Po wejściu do NATO wojsko polskie brało udział w manewrach i misjach w kilkunastu państwach. Z niebojowymi wyjątkami, jak patrolowanie przestrzeni powietrznej Islandii po wybuchu jednego z wulkanów. Przez takie ekspedycje przewinęło się ponad 75 tys. osób. Areną działań były niebezpieczne państwa odległe – Afganistan, Irak i Republika Środkowej Afryki; patrolowano obszary morskie – Morze Czarne, Śródziemne, Północne, Norweskie, otwarty Atlantyk i oczywiście Bałtyk. Ze znaczną intensywnością Polacy pojawiali się głównie w stabilizacyjnej roli na Bałkanach (Kosowo, Bośnia i Hercegowina, Macedonia Północna, Grecja) i w państwach bałtyckich, by cyklicznie wspierać lokalne siły powietrzne, u Bałtów bardzo ograniczone.

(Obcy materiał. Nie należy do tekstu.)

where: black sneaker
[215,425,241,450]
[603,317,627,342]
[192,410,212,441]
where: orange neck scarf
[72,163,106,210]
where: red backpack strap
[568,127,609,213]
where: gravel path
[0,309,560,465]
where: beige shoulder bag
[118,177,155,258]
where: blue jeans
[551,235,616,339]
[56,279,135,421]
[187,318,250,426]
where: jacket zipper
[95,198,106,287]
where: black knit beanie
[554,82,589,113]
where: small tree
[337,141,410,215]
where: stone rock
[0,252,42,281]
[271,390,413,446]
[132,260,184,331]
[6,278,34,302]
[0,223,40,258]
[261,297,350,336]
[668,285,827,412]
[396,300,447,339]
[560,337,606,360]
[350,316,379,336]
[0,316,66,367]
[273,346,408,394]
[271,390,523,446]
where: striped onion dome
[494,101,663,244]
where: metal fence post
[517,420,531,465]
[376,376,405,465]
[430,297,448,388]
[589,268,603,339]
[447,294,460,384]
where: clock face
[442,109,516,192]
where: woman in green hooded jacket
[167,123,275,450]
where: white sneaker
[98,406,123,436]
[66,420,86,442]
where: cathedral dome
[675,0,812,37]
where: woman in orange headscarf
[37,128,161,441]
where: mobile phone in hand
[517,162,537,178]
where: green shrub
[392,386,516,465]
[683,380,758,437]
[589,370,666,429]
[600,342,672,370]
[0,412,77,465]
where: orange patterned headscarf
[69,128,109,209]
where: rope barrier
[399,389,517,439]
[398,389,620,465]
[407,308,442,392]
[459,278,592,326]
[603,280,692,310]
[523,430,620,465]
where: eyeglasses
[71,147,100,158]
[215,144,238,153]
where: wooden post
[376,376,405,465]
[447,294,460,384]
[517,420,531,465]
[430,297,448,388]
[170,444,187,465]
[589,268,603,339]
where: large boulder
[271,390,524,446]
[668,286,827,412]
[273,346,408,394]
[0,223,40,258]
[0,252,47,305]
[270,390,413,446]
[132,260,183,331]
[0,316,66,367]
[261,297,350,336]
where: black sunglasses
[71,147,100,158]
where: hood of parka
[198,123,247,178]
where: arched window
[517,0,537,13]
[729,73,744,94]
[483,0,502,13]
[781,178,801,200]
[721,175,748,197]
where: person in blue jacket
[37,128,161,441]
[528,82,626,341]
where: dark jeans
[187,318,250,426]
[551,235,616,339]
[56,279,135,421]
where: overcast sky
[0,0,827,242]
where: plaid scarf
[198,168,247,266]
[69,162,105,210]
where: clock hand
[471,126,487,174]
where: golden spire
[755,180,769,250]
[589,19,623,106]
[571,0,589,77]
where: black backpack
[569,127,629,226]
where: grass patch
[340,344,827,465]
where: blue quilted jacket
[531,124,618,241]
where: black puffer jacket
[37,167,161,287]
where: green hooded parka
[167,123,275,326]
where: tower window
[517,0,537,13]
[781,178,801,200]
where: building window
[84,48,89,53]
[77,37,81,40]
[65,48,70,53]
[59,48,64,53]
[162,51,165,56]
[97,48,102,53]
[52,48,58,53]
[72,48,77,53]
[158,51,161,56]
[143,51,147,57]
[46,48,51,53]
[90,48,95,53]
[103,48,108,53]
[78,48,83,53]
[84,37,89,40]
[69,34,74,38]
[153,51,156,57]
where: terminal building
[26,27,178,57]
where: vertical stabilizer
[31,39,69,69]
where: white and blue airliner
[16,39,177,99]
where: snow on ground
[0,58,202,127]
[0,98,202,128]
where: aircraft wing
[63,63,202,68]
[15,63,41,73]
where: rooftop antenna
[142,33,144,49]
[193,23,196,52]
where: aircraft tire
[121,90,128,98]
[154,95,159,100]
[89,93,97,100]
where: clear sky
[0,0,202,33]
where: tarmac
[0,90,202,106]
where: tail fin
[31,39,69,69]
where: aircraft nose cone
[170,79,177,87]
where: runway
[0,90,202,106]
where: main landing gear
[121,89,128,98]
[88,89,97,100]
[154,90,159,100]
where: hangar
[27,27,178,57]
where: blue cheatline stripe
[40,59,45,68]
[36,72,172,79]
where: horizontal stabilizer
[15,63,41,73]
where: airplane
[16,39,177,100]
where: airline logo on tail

Przywództwo polityczne starało się udowodnić sojuszniczą przydatność Polski, stąd pójście z Ameryką na jej duże wojny. Zwłaszcza Irak zmusił rząd w Warszawie do wyboru strony ówczesnych podziałów strategicznych. Jeden obóz – z Wielką Brytanią, Hiszpanią i Włochami oraz z tzw. nową Europą, od niedawna w NATO i wchodzącą właśnie do Unii Europejskiej – wspierał Amerykę. Drugi, z Niemcami, Francją i Rosją, był interwencji nad Eufratem i Tygrysem przeciwny. To wtedy francuski prezydent Jacques Chirac głosy m.